Dealing with Grammar
One of my favorite aphorisms is that grammar is like a really powerful
pharmaceutical: it’s helpful in small doses but fatal when overprescribed.
And indeed, the most intimidating aspects of learning languages for so
many people is all that grammar. I was trying to get my head around
German in school, and to this day I only remember the language as
consisting of nothing more than mind-boggling der, die, das tables;
accusative, dative, and nominative adjective-ending lists; and many other
things that seemed way too robotic to inspire me to communicate with
people.
Many years later, I rebooted my project to learn German using the
strategies in chapter 5 and progressed much more quickly to make
wonderful friends through German. But when I reached a certain level,
where pure practice couldn’t carry me further very fast, it was time to turn
back to those grammar books, and something very curious happened.

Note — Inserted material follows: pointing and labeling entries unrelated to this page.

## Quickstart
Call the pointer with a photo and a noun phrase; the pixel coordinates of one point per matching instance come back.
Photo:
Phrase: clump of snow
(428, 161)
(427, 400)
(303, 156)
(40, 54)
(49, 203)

I found it incredibly interesting.
The problem with learning grammar at the start of our language
projects, or when we are not used to truly communicating in the language at
some level, is that we have nothing to attach all these boring rules to. It’s an
inhuman list of rules that can put us off a language before we get started.
But after we have learned some of this language, heard it used in real life,
tried to communicate in it, and been exposed to lots of real material and
genuinely tried to understand it, then we have some meat to attach to this
supportive skeleton.
When you already know a little of that language and then come across a
grammar rule, rather than see some dull explanation you’ll quickly forget,
your reaction may actually be “So that’s why they say it that way!” It’s
almost like putting in the missing piece of a huge puzzle or focusing a
camera. That missing piece is meaningless without the other pieces around
it, and that focus isn’t worth improving if you aren’t looking at something
specific with your camera.
This is why I suggest only learning grammar in small chunks for the
absolute basics, or going through courses that are much more conversation
focused and sprinkle a little grammar into it in interesting ways. For most
language learners, going for pure grammar or taking grammar-focused
courses at the start is a mistake.


But when you do speak the language fairly well, then you can actually
turn grammar lessons into your mini-mission.
This approach to studying grammar—applying it to what I know,
making sure that I can start to form correct sentences, using it to help me
understand replies in the context of what each part of a sentence is—
ultimately allows me to bring my level up a notch. Thanks to this, I have
been able to bring my conversational B1 level up to a fluent B2 many times,
because I can express myself much better and understand what is being said
to me in ways that purely learning words and phrases can’t help with.
With continued studying, and of course plenty of practice—especially
focused on the grammar points you have studied—you will soon absorb
what you need. There will always be something left to learn, but I find that
with most (European) languages, the bulk of the grammar is something that
brings you up to a good fluent level. This is why I study as much grammar
and do as many book-assigned exercises as I need to until I am sure I
understand what I learned (with teachers or by running some of my
exercises in traditional courses past native speakers, if possible), since this
is a major part of my strategy to improve from my basic conversational
level.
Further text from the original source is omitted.